Eski kuşaktan Jean-Pierre Melville ise Le Samourai (1967; Kiralık Katil), Le Cercle Rouge (1970; Ateş Çemberi) ve Un Flic’âe (1972; Gecelerin Adamı) yalnızlık temasına ağırlık vererek kendine özgü bir tarz geliştirdi. Sonraki yıllarda Chabrol, Claude Sautet, Yves Boisset, Jose Giovanni, Alain Corneau, Claude Miller, Bob Swain ve Maurice Pialat gibi yönetmenler psikolojik öğelere çokça yer veren Fransız polisiyesi çizgisinde filmler yaptılar. ABD sinemasında 1965’ten sonra yeniden gözde olan polisiye filmlere bu kez belirgin bir biçimde şiddet egemendi. Bu filmler, bazen John Boorman’ın Point Blank’i (1967; Dönüşü Olmayan Nokta) gibi haksızlığa uğramış insanın tek başına intikam alışını, bazen Don Siegel’ın Dirty Harry’i (1971; Kirli Harry) gibi işini görürken yasaları hiçe sayan ve her türlü yöntemi uygulayan bir polisi, bazen de Sidney Lumet’in Serpico‘su (1973) gibi polisteki yozlaşma ve yolsuzlukları anlatıyordu.

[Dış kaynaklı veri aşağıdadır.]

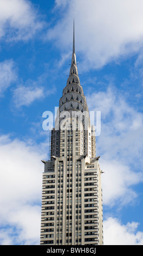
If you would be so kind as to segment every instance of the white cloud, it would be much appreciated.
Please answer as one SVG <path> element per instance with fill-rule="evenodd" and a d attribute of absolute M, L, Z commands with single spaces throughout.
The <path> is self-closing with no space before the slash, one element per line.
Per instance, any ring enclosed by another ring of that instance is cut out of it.
<path fill-rule="evenodd" d="M 0 137 L 1 245 L 40 243 L 43 147 Z"/>
<path fill-rule="evenodd" d="M 83 70 L 100 68 L 113 59 L 141 48 L 143 39 L 141 0 L 90 0 L 89 2 L 67 0 L 64 4 L 62 0 L 56 2 L 62 16 L 54 28 L 48 31 L 47 38 L 55 40 L 61 50 L 70 47 L 72 51 L 75 18 L 76 51 L 84 56 Z M 64 7 L 66 7 L 64 13 Z"/>
<path fill-rule="evenodd" d="M 108 218 L 103 222 L 105 245 L 142 245 L 143 232 L 137 231 L 137 222 L 122 224 L 117 218 Z"/>
<path fill-rule="evenodd" d="M 96 138 L 100 155 L 103 202 L 112 206 L 134 203 L 134 186 L 143 181 L 143 115 L 109 85 L 106 92 L 88 95 L 89 110 L 101 112 L 101 132 Z"/>
<path fill-rule="evenodd" d="M 8 41 L 31 38 L 43 23 L 27 0 L 0 0 L 0 38 Z"/>
<path fill-rule="evenodd" d="M 17 69 L 12 59 L 0 63 L 0 96 L 17 79 Z"/>

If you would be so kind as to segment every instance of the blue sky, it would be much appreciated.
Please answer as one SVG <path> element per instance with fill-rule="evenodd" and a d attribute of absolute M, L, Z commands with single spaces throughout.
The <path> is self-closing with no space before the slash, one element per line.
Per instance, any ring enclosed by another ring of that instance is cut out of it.
<path fill-rule="evenodd" d="M 104 243 L 143 244 L 142 10 L 141 0 L 0 0 L 1 245 L 40 243 L 42 114 L 66 85 L 74 18 L 81 84 L 101 113 Z"/>

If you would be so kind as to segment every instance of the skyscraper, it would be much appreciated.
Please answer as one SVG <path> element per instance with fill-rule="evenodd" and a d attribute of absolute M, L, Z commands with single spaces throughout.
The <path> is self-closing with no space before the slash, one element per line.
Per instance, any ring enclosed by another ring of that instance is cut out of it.
<path fill-rule="evenodd" d="M 102 196 L 94 126 L 75 53 L 43 173 L 41 245 L 103 244 Z"/>

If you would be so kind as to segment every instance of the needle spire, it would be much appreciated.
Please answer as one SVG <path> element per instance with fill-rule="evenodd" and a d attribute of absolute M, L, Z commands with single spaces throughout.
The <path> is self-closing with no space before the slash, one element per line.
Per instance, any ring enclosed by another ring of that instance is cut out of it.
<path fill-rule="evenodd" d="M 73 53 L 75 53 L 75 32 L 74 32 L 74 31 L 73 31 Z"/>

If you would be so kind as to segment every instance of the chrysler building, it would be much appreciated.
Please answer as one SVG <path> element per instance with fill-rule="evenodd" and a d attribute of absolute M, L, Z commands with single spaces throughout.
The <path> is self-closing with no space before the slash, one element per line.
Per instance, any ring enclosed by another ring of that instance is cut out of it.
<path fill-rule="evenodd" d="M 43 173 L 41 245 L 103 245 L 99 157 L 75 52 Z"/>

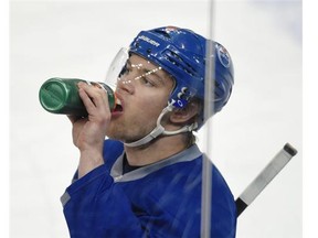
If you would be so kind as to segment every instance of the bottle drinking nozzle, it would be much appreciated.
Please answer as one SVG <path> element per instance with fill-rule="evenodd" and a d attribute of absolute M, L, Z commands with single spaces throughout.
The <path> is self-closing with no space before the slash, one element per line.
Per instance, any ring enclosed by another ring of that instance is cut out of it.
<path fill-rule="evenodd" d="M 61 115 L 87 116 L 85 106 L 78 95 L 77 84 L 84 82 L 104 87 L 107 91 L 110 110 L 116 107 L 114 90 L 104 83 L 93 83 L 77 78 L 50 78 L 41 86 L 39 99 L 42 107 L 52 112 Z"/>

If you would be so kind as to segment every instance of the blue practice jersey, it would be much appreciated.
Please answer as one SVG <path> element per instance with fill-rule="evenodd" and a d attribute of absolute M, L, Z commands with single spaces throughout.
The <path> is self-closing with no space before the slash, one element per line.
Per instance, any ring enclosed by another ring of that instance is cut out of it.
<path fill-rule="evenodd" d="M 75 175 L 61 197 L 71 237 L 200 237 L 202 153 L 195 144 L 123 174 L 123 143 L 106 140 L 104 160 Z M 235 202 L 214 165 L 211 186 L 211 237 L 234 238 Z"/>

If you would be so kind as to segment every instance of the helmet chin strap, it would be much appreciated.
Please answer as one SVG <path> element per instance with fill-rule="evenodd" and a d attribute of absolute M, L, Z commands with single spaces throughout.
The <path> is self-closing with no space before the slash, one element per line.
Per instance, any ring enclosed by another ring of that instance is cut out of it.
<path fill-rule="evenodd" d="M 173 134 L 178 134 L 178 133 L 184 133 L 184 132 L 188 132 L 188 131 L 192 131 L 195 128 L 198 128 L 198 123 L 194 122 L 192 125 L 184 126 L 184 127 L 180 128 L 179 130 L 166 131 L 165 128 L 161 126 L 161 119 L 167 112 L 172 111 L 173 108 L 174 107 L 173 107 L 172 104 L 168 104 L 168 106 L 166 108 L 163 108 L 163 110 L 161 111 L 161 113 L 159 115 L 159 117 L 157 119 L 156 128 L 149 134 L 147 134 L 146 137 L 141 138 L 140 140 L 137 140 L 137 141 L 130 142 L 130 143 L 124 143 L 124 144 L 126 147 L 139 147 L 139 145 L 142 145 L 142 144 L 146 144 L 146 143 L 150 142 L 151 140 L 156 139 L 160 134 L 173 136 Z"/>

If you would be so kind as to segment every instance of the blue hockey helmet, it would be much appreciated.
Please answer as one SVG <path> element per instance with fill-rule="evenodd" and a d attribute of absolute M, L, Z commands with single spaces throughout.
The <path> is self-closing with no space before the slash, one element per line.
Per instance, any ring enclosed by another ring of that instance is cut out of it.
<path fill-rule="evenodd" d="M 213 115 L 227 102 L 234 84 L 233 64 L 223 45 L 206 40 L 191 30 L 163 26 L 141 31 L 131 42 L 129 52 L 161 66 L 174 78 L 176 87 L 170 95 L 169 102 L 177 108 L 183 108 L 191 98 L 204 101 L 206 45 L 209 43 L 213 47 L 212 62 L 214 60 L 212 76 L 214 98 L 211 98 Z M 206 119 L 204 119 L 202 110 L 198 128 Z"/>

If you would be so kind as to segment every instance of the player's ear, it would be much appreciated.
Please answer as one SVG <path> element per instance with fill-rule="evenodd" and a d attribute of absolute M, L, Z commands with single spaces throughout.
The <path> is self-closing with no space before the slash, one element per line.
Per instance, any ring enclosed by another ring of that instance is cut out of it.
<path fill-rule="evenodd" d="M 200 112 L 200 105 L 198 102 L 189 102 L 186 108 L 177 109 L 170 115 L 170 121 L 174 123 L 183 123 L 193 120 Z"/>

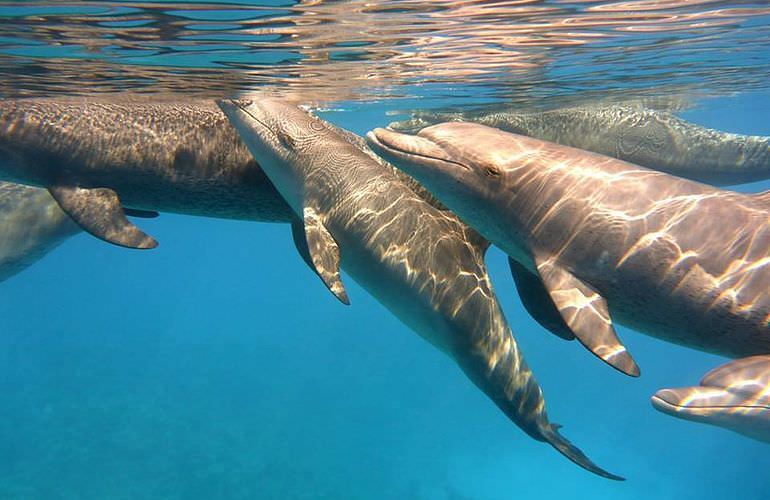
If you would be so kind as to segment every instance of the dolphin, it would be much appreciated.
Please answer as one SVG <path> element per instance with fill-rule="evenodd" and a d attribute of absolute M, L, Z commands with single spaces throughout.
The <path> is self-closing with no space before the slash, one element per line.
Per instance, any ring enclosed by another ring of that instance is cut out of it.
<path fill-rule="evenodd" d="M 613 322 L 733 358 L 770 353 L 770 193 L 451 122 L 368 134 L 511 260 L 541 325 L 630 375 Z"/>
<path fill-rule="evenodd" d="M 662 389 L 652 405 L 674 417 L 770 443 L 770 356 L 722 365 L 708 372 L 700 386 Z"/>
<path fill-rule="evenodd" d="M 480 123 L 717 186 L 770 178 L 770 137 L 721 132 L 641 105 L 595 104 L 537 112 L 423 111 L 389 128 L 414 132 L 449 121 Z"/>
<path fill-rule="evenodd" d="M 132 248 L 157 242 L 126 215 L 292 216 L 213 101 L 2 100 L 0 179 L 46 188 L 81 229 Z"/>
<path fill-rule="evenodd" d="M 79 232 L 45 189 L 0 182 L 0 281 Z"/>
<path fill-rule="evenodd" d="M 297 248 L 337 298 L 348 302 L 344 269 L 527 434 L 591 472 L 621 479 L 549 422 L 487 276 L 486 241 L 416 194 L 413 180 L 363 149 L 357 136 L 286 101 L 219 105 L 301 221 Z"/>

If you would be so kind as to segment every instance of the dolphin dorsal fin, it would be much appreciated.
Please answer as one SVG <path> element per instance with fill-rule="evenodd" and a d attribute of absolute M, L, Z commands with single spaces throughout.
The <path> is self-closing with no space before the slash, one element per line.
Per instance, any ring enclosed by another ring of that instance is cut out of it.
<path fill-rule="evenodd" d="M 310 207 L 303 210 L 304 219 L 292 221 L 292 236 L 302 260 L 321 278 L 340 302 L 350 304 L 340 277 L 340 248 L 321 217 Z"/>
<path fill-rule="evenodd" d="M 639 376 L 639 367 L 618 339 L 607 301 L 552 256 L 535 255 L 535 266 L 556 309 L 575 337 L 613 368 Z"/>
<path fill-rule="evenodd" d="M 158 242 L 126 219 L 115 191 L 108 188 L 51 186 L 48 192 L 84 231 L 128 248 L 149 249 Z"/>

Gerçek Mekanlarda Çekimler

Gerçek mekânlarda çekilmiş şiddet ve takip sahneleriyle William Friedkin’in The French Connection’ı (1971; Kanunun Kuvveti) yeni tür polisiyenin en tipik örneği oldu. Büyük gişe geliri getiren Kanunun Kuvveti en iyi film Oscar’ını da kazandı. Bu dönemde polisiye, televizyon dizisi olarak da en çok üretilen türlerden biri oldu. 1980’lerde ise Brian De Palma’nın Dressed to Kill‘inde (1980) görüldüğü gibi şiddetin yanı sıra Freudcu öğeler ve cinsellik de polisiye filmlerin ayrılmaz bir parçası haline geldi. David Mamet’in House of Games’i (1987; Oyun Evi) ve Bob Rafelson’ın The Black Widow’u (1987; Kara Dul) başkişilerinin kadın olması bakımından değişik polisiye denemeleriydi.

Türk Sineması

Türk sinemasında da polisiye öğelere birçok filmde rastlanır. Polisiye türüne sokulabilecek ilk Türk filmi Muhsin Ertuğrul’un 1922’de çektiği İstanbul’da Bir Facia’yı Aşk‘tır. Lütfi Ö. Akad’ın 1952 tarihli filmi Kanun Namına ise hem sinemasal anlatımın ilk gelişkin uygulaması, hem de ilk çağdaş Türk polisiyesidir. Özellikle 1960’lardan sonra Türkiye’de kiralık katillerin, soyguncuların, mafya üyelerinin öykülerini anlatan, bazen toplumsal eleştiriye, bazen şiddete ve cinselliğe ağırlık veren polisiye filmler yapılagelmiştir.